Make sure to cover all skin that’s going to be exposed to the sun. If your child sweats or swims while wearing sunscreen, it’s best to reapply more.

When buying sunscreen, make sure to look for one which protects against both UV-A and UV-B rays (known as broad-spectrum).

Organic sunscreens containing zinc oxide or titanium dioxide are best, as they reflect light away from skin rather than allow it to be absorbed.

Say No to Sunbeds

Research shows that sunbed use is associated with an increased risk for melanoma – the most dangerous form of skin cancer. The WHO recommends that  nobody under the age of 18 should use sunbeds and that sunbeds should never be used for cosmetic purposes.

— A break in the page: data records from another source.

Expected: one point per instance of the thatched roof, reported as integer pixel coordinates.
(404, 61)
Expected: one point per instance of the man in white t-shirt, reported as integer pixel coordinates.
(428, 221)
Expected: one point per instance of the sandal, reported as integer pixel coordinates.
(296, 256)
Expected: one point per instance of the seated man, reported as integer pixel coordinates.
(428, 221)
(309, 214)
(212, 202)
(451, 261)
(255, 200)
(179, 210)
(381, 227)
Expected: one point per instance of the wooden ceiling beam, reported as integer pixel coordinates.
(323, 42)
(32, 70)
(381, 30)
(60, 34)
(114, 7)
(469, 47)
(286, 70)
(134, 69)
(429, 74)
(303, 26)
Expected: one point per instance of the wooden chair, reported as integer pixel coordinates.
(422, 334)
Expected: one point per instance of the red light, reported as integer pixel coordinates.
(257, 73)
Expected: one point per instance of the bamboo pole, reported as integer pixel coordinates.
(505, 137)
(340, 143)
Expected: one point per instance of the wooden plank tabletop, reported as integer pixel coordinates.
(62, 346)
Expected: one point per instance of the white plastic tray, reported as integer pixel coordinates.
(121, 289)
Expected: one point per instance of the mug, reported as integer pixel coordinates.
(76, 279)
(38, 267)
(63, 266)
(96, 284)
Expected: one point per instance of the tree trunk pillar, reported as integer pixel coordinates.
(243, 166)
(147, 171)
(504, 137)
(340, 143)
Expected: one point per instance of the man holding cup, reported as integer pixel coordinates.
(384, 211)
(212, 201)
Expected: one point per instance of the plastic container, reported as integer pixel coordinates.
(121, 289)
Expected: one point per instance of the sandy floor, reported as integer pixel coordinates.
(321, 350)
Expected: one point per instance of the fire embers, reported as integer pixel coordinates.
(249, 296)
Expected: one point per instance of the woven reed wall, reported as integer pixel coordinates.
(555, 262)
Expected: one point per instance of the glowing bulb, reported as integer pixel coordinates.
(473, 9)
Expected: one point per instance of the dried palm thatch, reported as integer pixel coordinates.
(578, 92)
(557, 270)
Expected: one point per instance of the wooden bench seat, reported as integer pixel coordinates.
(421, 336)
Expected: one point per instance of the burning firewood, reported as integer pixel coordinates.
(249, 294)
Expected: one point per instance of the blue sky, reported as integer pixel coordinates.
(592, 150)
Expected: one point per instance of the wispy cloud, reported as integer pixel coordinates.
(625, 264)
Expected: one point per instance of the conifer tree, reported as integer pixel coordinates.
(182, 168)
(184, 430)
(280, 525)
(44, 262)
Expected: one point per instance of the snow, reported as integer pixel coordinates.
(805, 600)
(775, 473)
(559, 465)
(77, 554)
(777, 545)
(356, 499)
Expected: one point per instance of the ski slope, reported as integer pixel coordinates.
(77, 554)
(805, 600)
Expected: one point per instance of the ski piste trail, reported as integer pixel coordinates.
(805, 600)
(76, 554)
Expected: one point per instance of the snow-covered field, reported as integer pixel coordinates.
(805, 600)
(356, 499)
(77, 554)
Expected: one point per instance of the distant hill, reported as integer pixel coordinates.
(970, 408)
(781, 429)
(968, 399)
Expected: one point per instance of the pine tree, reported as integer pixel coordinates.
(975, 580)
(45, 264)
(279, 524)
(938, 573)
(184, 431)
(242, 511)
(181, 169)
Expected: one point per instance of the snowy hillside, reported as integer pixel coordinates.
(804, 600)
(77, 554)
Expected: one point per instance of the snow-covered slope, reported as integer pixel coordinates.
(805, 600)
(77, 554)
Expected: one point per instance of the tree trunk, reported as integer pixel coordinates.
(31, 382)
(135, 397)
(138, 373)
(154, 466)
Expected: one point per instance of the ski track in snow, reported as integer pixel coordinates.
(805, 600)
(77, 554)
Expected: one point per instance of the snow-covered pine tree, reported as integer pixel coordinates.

It has only in the last few years that legislation has been passed in Scotland, England and Wales banning the use of sunbeds for under 18s. Similar legislation is currently being drafted in Ireland.

Going Abroad

Given the time of year, many of us will be seeking out the sun for our holidays. It is even more important to be sun smart when you are taking your family abroad as the temperature and UV index can be much higher than what you may be used to. For example, the current UV index for the UK and Ireland is “moderate”, compared with Tenerife, where the UV index is “extreme”. All the more reason to be sun smart.

Get Sun Smart: Checklist!

  • Check the UV Index
  • Be especially careful if you have a fair complexion
  • Stay in the shade
  • Cover up in light loose clothing
  • Wear sunglasses that have UV protection
  • Use broad-spectrum sunscreen
  • Never ever use sunbeds

Whether you’re going abroad or holidaying locally this summer, be sure to enjoy the time with your family and stay sun smart!